Figure 2 Expected vs Unexpected Loss
Regulations such as the Basel agreements demand that banks should hold enough capital to fully cover the unexpected loss, which is called the regulatory capital or reserve.
There are several issues that need to be accounted for when modelling credit risk:
- Compared to market losses, defaults are rare events.
- Available data is limited; Both for model calibration/development as well as backtesting.
- The correlation between defaults are high and this can have a significant impact on the model.
- The PD &LGD may worsen simultaneous, as do the PD & EAD and EAD & LGD therefore assuming that these are pairwise independent is not realistic.
- Concentration risk (low granularity) should be accounted for in the loan portfolio.
- Credit exposures are not only subject to idiosyncratic risk but also to the systemic risk. E.g. a change in FX rates can have impact on exporters.
- The loss distribution is asymmetric with fat tails.
- The models should be simple enough to be able to be understood by non-quantitatively educated senior managers, however they need to capture a highly complex and dynamic world.
The expected loss (and thus the unexpected loss) on a loan and credit fluctuates over time. Loans are paid back over time and have a declining outstanding amount to be repaid. It is therefore important that these models accurately predict the expected loss, the following model lifecycle components are there to assure this.
To assess if a credit risk model still performs adequately the model needs to be tested. To do so various kinds of tests can be performed. These tests can be attributed to the following categories:
- Model input
- Model output backtesting
- portfolio testing
- Model environment
This can be graphically represented as can be seen in figure 3 together some test examples per category.
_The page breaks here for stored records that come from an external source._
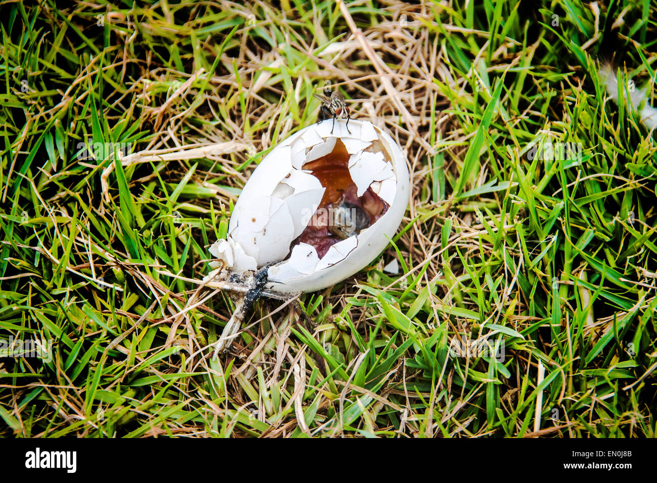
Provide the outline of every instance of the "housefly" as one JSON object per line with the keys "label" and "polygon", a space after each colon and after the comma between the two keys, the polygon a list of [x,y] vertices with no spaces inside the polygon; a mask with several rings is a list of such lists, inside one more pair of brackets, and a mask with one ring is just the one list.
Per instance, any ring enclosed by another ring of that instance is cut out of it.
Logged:
{"label": "housefly", "polygon": [[330,87],[330,81],[328,81],[327,83],[325,84],[323,95],[321,94],[313,94],[313,95],[322,101],[322,105],[320,108],[320,112],[322,114],[322,121],[328,118],[333,118],[333,126],[330,129],[330,133],[332,134],[333,129],[335,127],[335,120],[346,119],[347,131],[351,134],[351,131],[349,130],[349,120],[351,118],[349,116],[349,108],[344,102],[344,97],[338,91],[331,92]]}

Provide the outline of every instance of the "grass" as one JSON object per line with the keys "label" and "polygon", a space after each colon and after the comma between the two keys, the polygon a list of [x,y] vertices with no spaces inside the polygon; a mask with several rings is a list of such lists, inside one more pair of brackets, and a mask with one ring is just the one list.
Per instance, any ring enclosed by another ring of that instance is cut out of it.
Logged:
{"label": "grass", "polygon": [[[461,3],[4,3],[0,338],[52,358],[0,359],[0,435],[654,437],[657,148],[598,75],[609,6]],[[625,91],[656,6],[610,17]],[[407,150],[406,216],[213,359],[234,303],[191,281],[325,79]]]}

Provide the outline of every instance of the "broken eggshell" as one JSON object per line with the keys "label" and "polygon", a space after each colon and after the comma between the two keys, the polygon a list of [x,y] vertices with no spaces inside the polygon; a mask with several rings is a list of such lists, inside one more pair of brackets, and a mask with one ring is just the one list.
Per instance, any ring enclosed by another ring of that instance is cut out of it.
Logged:
{"label": "broken eggshell", "polygon": [[[263,159],[235,203],[227,239],[210,248],[223,267],[211,264],[217,270],[207,278],[269,265],[268,289],[310,292],[353,275],[386,248],[406,211],[406,159],[371,122],[346,124],[313,124]],[[352,219],[359,225],[332,229]]]}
Where model input, output and portfolio testing are of a quantitative nature, the tests performed on the model environment are usually more qualitatively.
Figure 3 Facets of Model Testing
This figure makes it painfully clear that data quality plays an important role for model testing. Hence, it is usually treated it as additional category of model testing.
When model testing has been performed and the results are in, a decision needs to be made on what happens next. There are four possible scenarios possible:
- The test outcomes are considered good and the model is approved to be used for another period (usually one year).
- The test outcomes are considered reasonably good and the model is approved to be used for another period (usually one year) given some conditions. In this case the conditions need to be met, which for example will be mitigating some identified issues from model testing.
- The test outcomes are mediocre, or some key tests such as output are bad. Then a re-calibration of the model is required. After the calibration the model must be tested again.
- If there are many bad outcomes and calibration is not possible the model has to be redeveloped. After the development the model must be assessed again.
If the model is non-performing and a small remediation is no longer sufficient a re-calibration or re-development is required.
Within the model lifecycle framework, the re-calibration of a model is defined as: The updating of the fixed modelling parameters to get the optimal results given the current historical dataset.
In other words, it uses a dataset which incorporates more recent data than compared to the previous calibration/development to re-assess all model parameters and set these to the values that would have yielded the best possible model output.
A re-development takes this a step further by assessing if the current set of parameters are still optimal. It considers parameters that are currently not in the model and might drop parameters that currently are in the set. This is a far more extensive procedure and as such when possible recalibration is the preferred option.